Essentially, it’s about buying into a fourth line role for a first round pick that surely wants to be a top-6 guy with point totals and power play time. But even at the US National Team Development Program that wasn’t really Frederic’s game, and that goes doubly so at the NHL level where Frederic needs to be mean, nasty and hard to play against. Essentially, Frederic needs to get back to his best moments from last season when he was annoying the other team’s best players and taking the agitating responsibilities away from Brad Marchand.

“I don’t want him going through the sheet, thinking ‘OK, I’ve got to fight the toughest guy.’ That’s not it with Freddy. To me it’s ‘Wake up in a bad mood somehow.’ So that you’re going out there and being a little more belligerent and less worried about who’s in the other sweater,” said Cassidy. “It’ll find you if you’re like that. Then that part will take care of itself. That’s what he was doing when he was on his game last year. He was annoying (Alex) Ovechkin, (Tom) Wilson and these guys, whoever. It might have been (John) Carlson that night.

“But he was annoying them and then the attention gets brought on to him. That part of his game will fuel him and brings out the better of him. Now he’s involved. But we’ve got to get him to that point, where he’s a little more annoying to some people. And if he protects the puck a lot, all of a sudden, the D are on him and there’s an exchange in the corner, a physical confrontation that could happen.
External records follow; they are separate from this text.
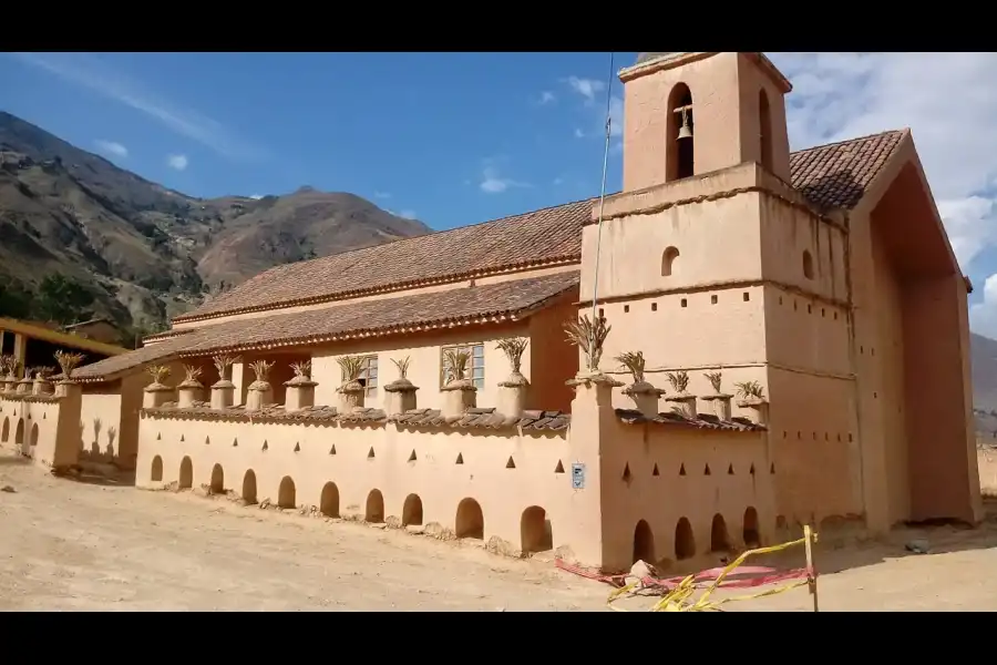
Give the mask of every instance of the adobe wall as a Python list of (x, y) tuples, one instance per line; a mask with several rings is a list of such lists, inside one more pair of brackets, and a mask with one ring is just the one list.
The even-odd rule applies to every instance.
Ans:
[(775, 542), (775, 469), (764, 431), (616, 419), (608, 440), (607, 551), (690, 571), (716, 565), (733, 549)]
[(0, 446), (51, 467), (58, 460), (60, 398), (0, 393)]
[[(181, 487), (209, 484), (218, 466), (222, 487), (249, 501), (315, 505), (331, 516), (401, 524), (407, 500), (411, 505), (410, 497), (414, 497), (421, 515), (410, 514), (409, 523), (436, 522), (459, 536), (486, 541), (497, 536), (511, 543), (508, 550), (523, 548), (524, 511), (539, 507), (541, 522), (551, 522), (554, 548), (577, 540), (571, 532), (573, 490), (565, 470), (571, 469), (572, 453), (564, 432), (407, 431), (395, 424), (249, 423), (160, 416), (145, 416), (140, 431), (140, 488), (173, 481)], [(185, 459), (191, 463), (189, 475), (182, 475)], [(157, 460), (162, 477), (154, 480)], [(244, 484), (250, 472), (255, 495)], [(292, 481), (294, 493), (281, 497), (285, 478)], [(328, 500), (332, 490), (327, 488), (335, 488), (335, 502)], [(459, 516), (465, 500), (480, 507), (480, 532), (470, 524), (473, 510)]]
[[(561, 316), (564, 316), (565, 309), (562, 307)], [(551, 323), (551, 320), (547, 320)], [(474, 345), (482, 344), (484, 349), (484, 385), (477, 391), (477, 403), (495, 405), (497, 403), (497, 383), (503, 381), (510, 374), (508, 359), (505, 354), (495, 347), (495, 344), (502, 339), (510, 337), (527, 337), (530, 338), (535, 328), (531, 327), (530, 320), (517, 321), (503, 326), (489, 326), (486, 328), (476, 327), (462, 331), (459, 328), (448, 330), (443, 334), (423, 334), (423, 335), (405, 335), (404, 337), (384, 337), (361, 339), (350, 344), (329, 345), (325, 347), (316, 347), (311, 349), (311, 377), (318, 382), (316, 388), (315, 403), (317, 405), (336, 405), (339, 402), (337, 388), (342, 385), (342, 370), (337, 362), (342, 356), (359, 355), (369, 356), (377, 354), (378, 371), (380, 387), (377, 395), (367, 399), (364, 406), (372, 408), (383, 408), (384, 391), (381, 389), (398, 378), (398, 368), (391, 361), (401, 360), (409, 357), (409, 380), (419, 387), (417, 399), (420, 408), (439, 409), (442, 406), (441, 370), (442, 355), (441, 348), (454, 345)], [(543, 334), (541, 344), (552, 344), (553, 332)], [(404, 344), (404, 346), (401, 346)], [(548, 379), (541, 381), (537, 386), (532, 386), (527, 392), (527, 409), (551, 409), (548, 405), (562, 403), (565, 407), (567, 391), (564, 381), (572, 377), (571, 362), (565, 360), (565, 355), (576, 357), (576, 352), (565, 341), (563, 330), (559, 344), (566, 347), (567, 351), (547, 354), (544, 348), (543, 354), (534, 351), (537, 340), (531, 338), (526, 351), (523, 354), (523, 376), (527, 380), (533, 380), (534, 375), (541, 375), (549, 368)], [(244, 379), (245, 380), (245, 379)], [(249, 378), (251, 380), (251, 378)], [(561, 381), (561, 385), (557, 385)], [(274, 383), (274, 381), (270, 381)], [(549, 391), (549, 392), (547, 392)], [(275, 396), (276, 399), (276, 396)], [(568, 396), (569, 399), (569, 396)], [(556, 407), (555, 407), (556, 408)]]
[[(368, 300), (383, 300), (388, 298), (400, 298), (404, 296), (417, 296), (421, 294), (434, 294), (440, 291), (446, 291), (458, 288), (470, 288), (472, 286), (487, 286), (490, 284), (502, 284), (504, 282), (511, 282), (514, 279), (528, 279), (533, 277), (544, 277), (546, 275), (554, 275), (557, 273), (565, 273), (568, 270), (577, 270), (578, 265), (575, 262), (565, 265), (557, 266), (547, 266), (543, 268), (534, 268), (534, 269), (517, 269), (517, 270), (508, 270), (505, 273), (501, 273), (497, 275), (489, 275), (486, 277), (475, 277), (474, 279), (460, 279), (456, 282), (450, 282), (448, 284), (433, 284), (430, 286), (421, 286), (405, 289), (397, 289), (389, 290), (380, 294), (371, 294), (369, 296), (360, 296), (357, 298), (345, 298), (341, 300), (331, 300), (328, 303), (319, 303), (316, 305), (299, 305), (296, 307), (284, 307), (280, 309), (266, 309), (263, 311), (246, 311), (241, 314), (233, 314), (228, 316), (219, 316), (217, 318), (207, 318), (195, 321), (176, 321), (172, 325), (172, 330), (192, 330), (194, 328), (201, 328), (203, 326), (214, 326), (217, 324), (228, 323), (228, 321), (238, 321), (254, 318), (261, 318), (267, 316), (274, 316), (277, 314), (297, 314), (299, 311), (311, 311), (315, 309), (327, 309), (329, 307), (340, 307), (342, 305), (352, 305), (354, 303), (366, 303)], [(155, 340), (154, 340), (155, 342)]]

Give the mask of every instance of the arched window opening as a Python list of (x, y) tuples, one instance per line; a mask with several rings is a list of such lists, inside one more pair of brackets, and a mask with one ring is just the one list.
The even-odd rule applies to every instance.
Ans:
[(676, 83), (668, 95), (668, 136), (666, 145), (667, 182), (689, 177), (695, 172), (692, 93), (685, 83)]
[(675, 525), (675, 557), (679, 561), (696, 556), (696, 538), (692, 535), (692, 524), (682, 518)]
[(484, 513), (477, 501), (469, 498), (458, 504), (454, 532), (458, 538), (484, 540)]
[(772, 171), (772, 110), (769, 108), (769, 95), (764, 90), (758, 91), (759, 140), (761, 141), (761, 165)]
[(803, 250), (803, 276), (813, 279), (813, 254), (810, 250)]
[(761, 533), (758, 530), (758, 511), (749, 505), (744, 511), (744, 546), (750, 550), (761, 546)]
[(678, 247), (668, 247), (661, 255), (661, 277), (670, 277), (675, 270), (675, 259), (679, 257)]
[(189, 490), (194, 487), (194, 462), (185, 457), (181, 460), (179, 489)]
[(554, 531), (547, 511), (531, 505), (520, 518), (520, 544), (524, 555), (548, 552), (554, 549)]
[(225, 470), (222, 464), (212, 467), (212, 494), (225, 493)]
[(384, 521), (384, 495), (381, 494), (381, 490), (371, 490), (367, 495), (363, 520), (371, 524), (380, 524)]
[(339, 488), (335, 482), (327, 482), (319, 499), (319, 509), (327, 518), (339, 516)]
[(153, 468), (150, 473), (150, 480), (161, 482), (163, 480), (163, 458), (156, 456), (153, 458)]
[(713, 524), (710, 526), (710, 552), (730, 552), (730, 536), (727, 533), (727, 522), (723, 515), (713, 515)]
[(246, 471), (243, 477), (243, 501), (248, 504), (256, 503), (256, 472), (253, 469)]
[(419, 494), (409, 494), (402, 505), (402, 526), (409, 524), (422, 524), (422, 499), (419, 498)]
[(634, 528), (634, 563), (638, 561), (650, 564), (656, 562), (655, 534), (644, 520), (637, 522), (637, 526)]
[(296, 499), (295, 481), (290, 475), (285, 475), (277, 488), (277, 508), (294, 508)]

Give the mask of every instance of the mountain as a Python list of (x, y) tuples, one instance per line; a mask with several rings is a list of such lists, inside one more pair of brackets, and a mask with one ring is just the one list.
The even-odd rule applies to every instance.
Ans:
[[(0, 112), (0, 314), (103, 316), (129, 337), (271, 266), (430, 232), (311, 187), (187, 196)], [(52, 275), (65, 279), (53, 286)], [(56, 297), (65, 284), (80, 306), (52, 314), (71, 299)]]
[(997, 340), (969, 334), (976, 431), (997, 438)]

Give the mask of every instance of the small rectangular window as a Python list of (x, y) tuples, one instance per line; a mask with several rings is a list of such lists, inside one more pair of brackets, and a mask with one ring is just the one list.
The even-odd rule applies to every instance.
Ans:
[[(360, 382), (363, 385), (366, 397), (378, 395), (378, 356), (361, 356)], [(346, 375), (340, 372), (340, 380), (346, 382)]]
[(450, 368), (446, 367), (444, 354), (450, 349), (465, 351), (470, 356), (467, 362), (467, 378), (474, 383), (479, 390), (484, 388), (484, 345), (483, 344), (464, 344), (440, 349), (440, 388), (450, 381)]

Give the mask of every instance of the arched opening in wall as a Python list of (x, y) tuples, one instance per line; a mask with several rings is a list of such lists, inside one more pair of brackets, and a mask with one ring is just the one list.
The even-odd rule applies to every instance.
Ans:
[(212, 493), (222, 494), (225, 492), (225, 470), (222, 464), (212, 467)]
[(280, 487), (277, 489), (277, 508), (294, 508), (296, 494), (295, 481), (291, 477), (281, 478)]
[(803, 276), (813, 279), (813, 254), (810, 250), (803, 250)]
[(696, 536), (692, 535), (692, 524), (682, 518), (675, 525), (675, 557), (679, 561), (696, 556)]
[(531, 505), (520, 518), (520, 548), (524, 555), (554, 549), (554, 530), (547, 511), (539, 505)]
[(764, 90), (758, 91), (759, 140), (761, 141), (761, 164), (772, 171), (772, 110), (769, 108), (769, 95)]
[(730, 552), (727, 522), (723, 521), (723, 515), (720, 513), (713, 515), (713, 523), (710, 525), (710, 552)]
[(454, 525), (458, 538), (476, 538), (484, 540), (484, 513), (474, 499), (464, 499), (458, 504), (458, 519)]
[(640, 520), (634, 528), (634, 563), (644, 561), (646, 563), (655, 563), (655, 534), (651, 533), (650, 525)]
[(409, 494), (402, 505), (402, 526), (409, 524), (422, 524), (422, 499), (419, 494)]
[(319, 510), (327, 518), (339, 516), (339, 488), (335, 482), (327, 482), (319, 499)]
[(668, 247), (661, 255), (661, 277), (670, 277), (675, 269), (675, 259), (679, 257), (677, 247)]
[(665, 146), (666, 182), (689, 177), (695, 171), (692, 93), (676, 83), (668, 95), (668, 136)]
[(256, 503), (256, 472), (253, 469), (243, 477), (243, 501)]
[(752, 505), (749, 505), (748, 510), (744, 511), (743, 540), (748, 549), (753, 550), (761, 546), (761, 534), (758, 531), (758, 511)]
[(371, 490), (367, 495), (363, 520), (371, 524), (380, 524), (384, 521), (384, 495), (381, 494), (381, 490)]
[(188, 490), (194, 487), (194, 462), (185, 457), (181, 460), (179, 489)]

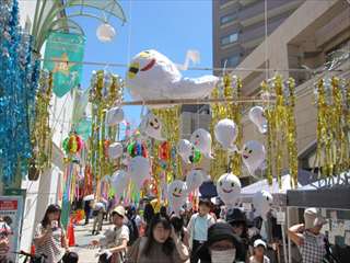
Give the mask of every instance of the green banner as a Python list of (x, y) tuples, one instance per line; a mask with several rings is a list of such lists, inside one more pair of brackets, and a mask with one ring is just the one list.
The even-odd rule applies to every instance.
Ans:
[(44, 68), (54, 72), (54, 93), (57, 96), (63, 96), (80, 83), (84, 46), (85, 37), (82, 35), (50, 33), (46, 42)]

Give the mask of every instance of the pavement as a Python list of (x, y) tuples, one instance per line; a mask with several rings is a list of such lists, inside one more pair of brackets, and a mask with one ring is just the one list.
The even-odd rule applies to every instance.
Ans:
[(86, 226), (83, 225), (84, 221), (74, 226), (74, 237), (75, 237), (75, 247), (70, 247), (71, 251), (74, 251), (79, 254), (79, 263), (97, 263), (98, 258), (96, 258), (96, 253), (98, 252), (98, 247), (91, 245), (93, 240), (100, 240), (102, 233), (113, 226), (104, 221), (102, 231), (98, 236), (92, 235), (93, 228), (93, 219), (90, 220), (91, 222)]

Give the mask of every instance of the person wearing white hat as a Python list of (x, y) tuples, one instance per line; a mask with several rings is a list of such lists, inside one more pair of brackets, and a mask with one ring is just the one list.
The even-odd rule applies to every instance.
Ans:
[(289, 228), (288, 235), (299, 247), (303, 262), (319, 263), (325, 258), (325, 236), (320, 229), (326, 222), (319, 209), (312, 207), (304, 211), (304, 224)]
[(262, 239), (257, 239), (254, 241), (254, 252), (249, 258), (249, 263), (270, 263), (269, 258), (265, 255), (267, 250), (266, 242)]

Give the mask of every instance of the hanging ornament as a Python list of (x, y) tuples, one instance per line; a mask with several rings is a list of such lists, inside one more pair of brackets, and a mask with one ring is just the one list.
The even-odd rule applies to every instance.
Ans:
[(271, 210), (272, 204), (273, 204), (272, 195), (265, 190), (256, 192), (253, 197), (253, 205), (254, 205), (255, 211), (264, 220), (267, 220), (267, 214)]
[(167, 187), (167, 199), (171, 210), (175, 215), (180, 214), (182, 207), (186, 204), (187, 186), (186, 183), (180, 180), (175, 180)]
[(265, 160), (265, 147), (256, 140), (249, 140), (243, 146), (242, 158), (249, 173), (254, 175), (255, 170), (257, 170)]
[(221, 119), (214, 128), (214, 135), (219, 144), (224, 150), (236, 151), (237, 147), (234, 145), (238, 128), (237, 125), (229, 118)]
[(217, 182), (217, 192), (223, 203), (231, 208), (236, 205), (241, 194), (241, 181), (233, 173), (222, 174)]
[(112, 42), (116, 35), (116, 30), (108, 23), (101, 24), (96, 30), (98, 41), (103, 43)]
[(249, 111), (250, 121), (258, 127), (259, 133), (267, 133), (267, 119), (264, 116), (264, 108), (260, 106), (254, 106)]
[(211, 155), (211, 135), (202, 128), (199, 128), (190, 136), (190, 142), (206, 157), (213, 159)]
[(106, 126), (115, 126), (124, 121), (124, 111), (121, 107), (112, 107), (106, 113)]

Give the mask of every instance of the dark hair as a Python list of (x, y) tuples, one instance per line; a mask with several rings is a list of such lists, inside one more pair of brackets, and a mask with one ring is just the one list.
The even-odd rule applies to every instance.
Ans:
[[(147, 242), (145, 242), (143, 251), (141, 253), (141, 254), (144, 254), (145, 256), (148, 256), (150, 254), (152, 245), (154, 245), (156, 242), (153, 237), (153, 230), (158, 224), (162, 224), (163, 227), (167, 230), (172, 229), (171, 220), (168, 219), (167, 216), (164, 217), (160, 213), (156, 213), (154, 215), (154, 217), (151, 220), (150, 227), (148, 229)], [(174, 241), (172, 240), (171, 237), (168, 237), (168, 239), (162, 244), (162, 251), (164, 252), (164, 254), (171, 255), (174, 249), (175, 249)]]
[(50, 224), (49, 219), (48, 219), (48, 214), (51, 214), (51, 213), (59, 213), (59, 217), (58, 217), (58, 227), (61, 227), (61, 208), (59, 207), (59, 205), (49, 205), (45, 211), (45, 216), (42, 220), (42, 226), (44, 228), (47, 227), (47, 225)]

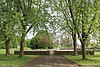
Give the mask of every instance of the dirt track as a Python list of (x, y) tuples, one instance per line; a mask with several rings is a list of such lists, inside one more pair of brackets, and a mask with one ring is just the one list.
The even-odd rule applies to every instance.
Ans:
[(78, 67), (63, 56), (40, 56), (21, 67)]

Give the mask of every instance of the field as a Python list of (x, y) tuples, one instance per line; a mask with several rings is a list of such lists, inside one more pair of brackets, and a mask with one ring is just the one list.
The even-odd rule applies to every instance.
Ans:
[(68, 55), (65, 57), (79, 65), (100, 65), (100, 52), (95, 52), (95, 55), (87, 55), (87, 58), (85, 60), (82, 60), (81, 55)]
[(14, 55), (13, 52), (16, 49), (11, 49), (11, 55), (5, 56), (5, 50), (0, 49), (0, 66), (21, 66), (30, 61), (31, 59), (37, 57), (37, 55), (25, 55), (19, 58), (18, 55)]

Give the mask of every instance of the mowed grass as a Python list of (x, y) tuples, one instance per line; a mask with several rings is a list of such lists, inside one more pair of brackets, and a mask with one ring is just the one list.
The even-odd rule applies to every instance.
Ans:
[(31, 59), (38, 57), (37, 55), (24, 55), (19, 58), (18, 55), (14, 55), (13, 52), (16, 49), (11, 49), (11, 55), (5, 56), (5, 50), (0, 49), (0, 67), (1, 66), (21, 66), (31, 61)]
[(65, 57), (79, 65), (100, 65), (100, 52), (95, 52), (95, 55), (87, 55), (85, 60), (82, 59), (82, 55), (68, 55)]

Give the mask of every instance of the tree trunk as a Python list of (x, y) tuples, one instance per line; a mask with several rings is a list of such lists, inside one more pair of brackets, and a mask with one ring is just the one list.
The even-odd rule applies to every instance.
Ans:
[(85, 41), (82, 43), (82, 59), (86, 59)]
[(24, 44), (25, 44), (25, 36), (22, 35), (21, 37), (21, 41), (20, 41), (20, 53), (19, 53), (19, 57), (23, 57), (24, 55)]
[(74, 55), (77, 55), (76, 34), (73, 34)]
[(6, 46), (6, 56), (10, 54), (10, 38), (5, 40), (5, 46)]

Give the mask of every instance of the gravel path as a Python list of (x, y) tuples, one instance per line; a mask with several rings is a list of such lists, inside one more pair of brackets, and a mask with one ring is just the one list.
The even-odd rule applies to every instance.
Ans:
[(63, 56), (40, 56), (21, 67), (78, 67)]

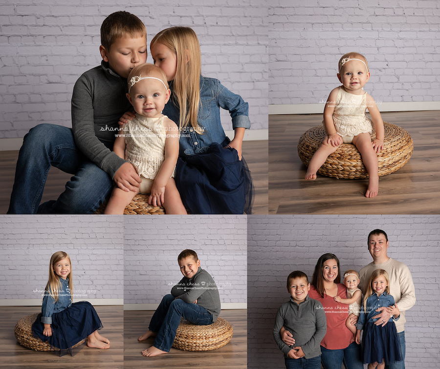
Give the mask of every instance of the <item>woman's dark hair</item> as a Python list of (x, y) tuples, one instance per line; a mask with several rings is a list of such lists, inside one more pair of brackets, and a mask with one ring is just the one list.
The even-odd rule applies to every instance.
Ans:
[(315, 289), (319, 293), (321, 297), (324, 297), (324, 278), (322, 273), (324, 269), (324, 263), (328, 260), (334, 259), (338, 264), (338, 275), (334, 280), (335, 283), (341, 282), (341, 268), (339, 267), (339, 260), (334, 254), (324, 254), (321, 255), (318, 259), (318, 262), (315, 266), (315, 270), (313, 271), (313, 276), (312, 278), (311, 285), (315, 287)]

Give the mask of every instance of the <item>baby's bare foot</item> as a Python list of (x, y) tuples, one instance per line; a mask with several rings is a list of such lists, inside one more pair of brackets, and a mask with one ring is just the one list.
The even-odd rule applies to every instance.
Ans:
[(377, 195), (379, 192), (379, 176), (377, 177), (369, 177), (368, 179), (368, 188), (365, 193), (366, 197), (374, 197)]
[(316, 172), (310, 172), (308, 171), (306, 173), (306, 180), (314, 181), (316, 179)]
[(147, 333), (144, 333), (142, 336), (141, 336), (139, 338), (137, 339), (138, 341), (144, 341), (144, 340), (146, 340), (147, 338), (149, 338), (151, 337), (156, 337), (157, 335), (157, 333), (155, 332), (153, 332), (151, 330), (149, 330)]
[(142, 351), (142, 355), (143, 355), (144, 356), (156, 356), (158, 355), (167, 353), (168, 353), (167, 351), (159, 350), (158, 348), (154, 347), (154, 346), (149, 347), (147, 349), (144, 350)]
[(87, 346), (88, 347), (93, 348), (110, 348), (110, 345), (109, 344), (103, 342), (98, 340), (88, 339), (87, 340)]
[(96, 337), (96, 339), (98, 341), (100, 341), (101, 342), (105, 342), (106, 344), (110, 345), (110, 340), (109, 340), (108, 338), (106, 338), (104, 336), (101, 336), (97, 331), (95, 332), (95, 337)]

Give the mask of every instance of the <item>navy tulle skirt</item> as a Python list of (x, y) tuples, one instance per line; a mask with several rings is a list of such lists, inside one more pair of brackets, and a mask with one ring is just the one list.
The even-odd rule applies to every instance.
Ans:
[(394, 363), (402, 360), (400, 345), (396, 325), (390, 321), (384, 326), (368, 323), (364, 326), (362, 337), (364, 363)]
[(237, 150), (223, 146), (213, 143), (205, 152), (177, 160), (175, 179), (190, 214), (252, 213), (250, 172)]
[(98, 314), (90, 303), (80, 301), (74, 303), (70, 307), (52, 315), (52, 336), (43, 335), (44, 325), (41, 323), (41, 313), (32, 325), (32, 334), (43, 342), (47, 341), (51, 346), (61, 349), (60, 356), (68, 350), (71, 355), (71, 347), (86, 338), (97, 329), (102, 328)]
We want him to do it on the forecheck. That’s why he’s been on the wing a little more than center, you’ve got a little more freedom. Maybe you take the puck to the net, drag some people with you and bump into somebody to annoy them. There’s different things he can do in that regard.”

While the natural comparison is to Marchand, who came into the Boston Bruins as a fourth liner that worked his way up to a top-6 role, it seems that Milan Lucic is a bit more of the comparison to the big-bodied power forward-type for Frederic. And the good-natured Lucic sometimes needed to find reasons to get angry prior to NHL games to get him into the proper mindset, a technique that Frederic might want to follow ahead of games this season.

“[Frederic] might be a guy we’ve got to prod a little bit. I don’t think anyone had to prod Marchy and that’s the beauty of the rise of his game,” said Cassidy. “He had a plan in his head on how he was going to make the team, whereas Freddy might not be as far along at that internal drive and figuring that part of it out. That’s where it’s on us to get him ready to play.

“But there’s a line you have to be careful of. You don’t want him thinking ‘These coaches are in my damn head every shift.’ That’s the balance we have to go through, use our staff wisely to get him going. It’s still a process for us.”

The good news is that Frederic understood, back when he signed a two-year contract extension in June, that “he has a lot more to offer” after his rookie season with the Boston Bruins.

Clearly, it’s still a process for Frederic, as well, as he works his way through a mediocre training camp with a pivotal season and a regular NHL role dead ahead if he can find his hard-to-play-against game.